The characterisation of epitaxial layers of the dilute magnetic semiconductor Hg(_1-x)Mn(_x)Te

Abstract

This work is concerned with the characterisation of epitaxial (Hg,Mn)Te, and in particular the assessment of the structural and transport properties of the layers. Direct alloy growth (DAG) of (Hg,Mn)Te on buffered GaAs and unbuffered (Cd,Zn)Te substrates in a horizontal MOVPE reactor resulted in poor surface compositional and thickness uniformity. This was attributed to the differences in the pyrolysis rates of the Te and Mn precursors. Double crystal x-ray diffraction was used to determine accurately layer thickness, composition and quality. Analysis of the symmetric and asymmetric rocking curves revealed that for thickness over lµm (Hg,Mn)Te was almost 100% relaxed. A reduction in the dislocation density, as inferred from the x-ray rocking curve width, was observed with increasing layer thickness and was considered in terms of the Gay model. A sub-grain structure was seen using double crystal x-ray topography, where grain diameter decreased in a linear manner with inverse layer thickness. Triple axis x- ray diffraction revealed that tilts between the sub-grains were the primary cause of the rocking curve broadening. Hall and resistivity measurements were made in the temperature range 4K to 290K. The majority of the layers exhibited n-type behaviour, with carrier concentrations and mobilities dependent on layer thickness. Modelling of the temperature dependence of the carrier mobility was attempted for various lattice and impurity scattering mechanisms. Attempts were also made to explain the temperature dependence of the carrier concentration using a two band model and estimates for the bandgaps obtained from intrinsic Hall data. The interdiffused multilayer process (IMP) was then employed, resulting in layers with superior lateral compositional and thickness uniformities. Improved crystalline quality to that seen in comparable DAG layers was also obtained.

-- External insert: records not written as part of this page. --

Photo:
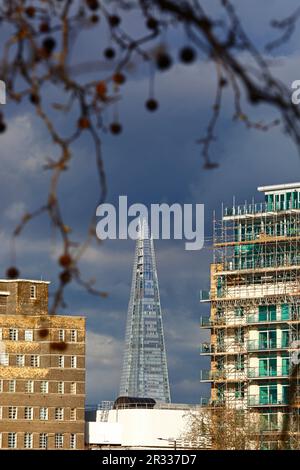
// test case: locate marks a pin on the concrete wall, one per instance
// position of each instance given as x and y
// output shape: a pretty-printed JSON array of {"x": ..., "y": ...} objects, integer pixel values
[{"x": 139, "y": 428}]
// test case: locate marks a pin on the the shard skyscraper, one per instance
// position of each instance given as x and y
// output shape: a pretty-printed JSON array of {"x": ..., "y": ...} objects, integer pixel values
[{"x": 145, "y": 371}]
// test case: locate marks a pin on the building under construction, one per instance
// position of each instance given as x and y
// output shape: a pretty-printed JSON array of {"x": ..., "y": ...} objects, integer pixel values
[{"x": 255, "y": 313}]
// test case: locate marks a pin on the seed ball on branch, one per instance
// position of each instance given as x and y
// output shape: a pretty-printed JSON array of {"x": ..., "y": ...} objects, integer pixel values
[
  {"x": 115, "y": 128},
  {"x": 151, "y": 104},
  {"x": 12, "y": 273}
]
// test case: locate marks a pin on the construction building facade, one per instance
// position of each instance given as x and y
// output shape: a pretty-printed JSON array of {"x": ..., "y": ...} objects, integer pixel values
[
  {"x": 255, "y": 313},
  {"x": 42, "y": 371}
]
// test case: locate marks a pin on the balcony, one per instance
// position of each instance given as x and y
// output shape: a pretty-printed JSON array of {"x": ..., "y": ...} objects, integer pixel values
[
  {"x": 259, "y": 208},
  {"x": 255, "y": 345},
  {"x": 207, "y": 348},
  {"x": 256, "y": 373},
  {"x": 255, "y": 400},
  {"x": 222, "y": 348},
  {"x": 204, "y": 295},
  {"x": 222, "y": 375},
  {"x": 205, "y": 322}
]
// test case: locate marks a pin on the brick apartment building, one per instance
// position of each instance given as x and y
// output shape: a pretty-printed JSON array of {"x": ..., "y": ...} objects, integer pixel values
[{"x": 42, "y": 371}]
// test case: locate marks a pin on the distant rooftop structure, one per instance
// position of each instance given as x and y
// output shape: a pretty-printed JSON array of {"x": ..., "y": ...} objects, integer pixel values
[{"x": 278, "y": 187}]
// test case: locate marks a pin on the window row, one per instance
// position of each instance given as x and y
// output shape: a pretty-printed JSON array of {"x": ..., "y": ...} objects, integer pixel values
[
  {"x": 14, "y": 334},
  {"x": 34, "y": 360},
  {"x": 26, "y": 441},
  {"x": 43, "y": 413},
  {"x": 31, "y": 386}
]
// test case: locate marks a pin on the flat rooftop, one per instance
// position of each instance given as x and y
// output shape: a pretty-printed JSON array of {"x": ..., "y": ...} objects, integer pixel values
[
  {"x": 278, "y": 187},
  {"x": 25, "y": 280}
]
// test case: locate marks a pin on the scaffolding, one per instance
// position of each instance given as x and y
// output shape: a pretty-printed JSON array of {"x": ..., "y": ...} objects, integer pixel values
[{"x": 255, "y": 313}]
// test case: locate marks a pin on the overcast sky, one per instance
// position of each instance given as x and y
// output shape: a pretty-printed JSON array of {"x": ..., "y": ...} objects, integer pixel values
[{"x": 154, "y": 160}]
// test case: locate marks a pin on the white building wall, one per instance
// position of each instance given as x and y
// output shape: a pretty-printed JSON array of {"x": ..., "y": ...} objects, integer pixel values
[{"x": 139, "y": 428}]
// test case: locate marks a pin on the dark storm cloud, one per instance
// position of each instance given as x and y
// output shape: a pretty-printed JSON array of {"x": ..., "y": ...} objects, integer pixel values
[{"x": 154, "y": 160}]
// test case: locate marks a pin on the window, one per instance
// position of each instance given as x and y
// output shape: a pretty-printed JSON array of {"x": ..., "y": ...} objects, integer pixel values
[
  {"x": 12, "y": 386},
  {"x": 33, "y": 292},
  {"x": 268, "y": 394},
  {"x": 239, "y": 390},
  {"x": 28, "y": 335},
  {"x": 73, "y": 362},
  {"x": 239, "y": 311},
  {"x": 240, "y": 363},
  {"x": 267, "y": 313},
  {"x": 13, "y": 334},
  {"x": 72, "y": 441},
  {"x": 60, "y": 387},
  {"x": 59, "y": 441},
  {"x": 29, "y": 386},
  {"x": 28, "y": 440},
  {"x": 59, "y": 414},
  {"x": 12, "y": 412},
  {"x": 34, "y": 360},
  {"x": 73, "y": 336},
  {"x": 4, "y": 359},
  {"x": 44, "y": 387},
  {"x": 28, "y": 412},
  {"x": 43, "y": 413},
  {"x": 20, "y": 360},
  {"x": 61, "y": 335},
  {"x": 43, "y": 440},
  {"x": 12, "y": 440}
]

The electron mobilities were higher in IMP lasers than incomparable DAG ones and analysis of the mobility data indicated that several scattering mechanisms were operative, including ionised and neutral impurity, optical phonon and piezoelectric (in Mn rich layers) scattering. Layers grown by IMP appeared to be more stable and changes in transport properties over a period of a few months were less pronounced than for comparable DAG layers.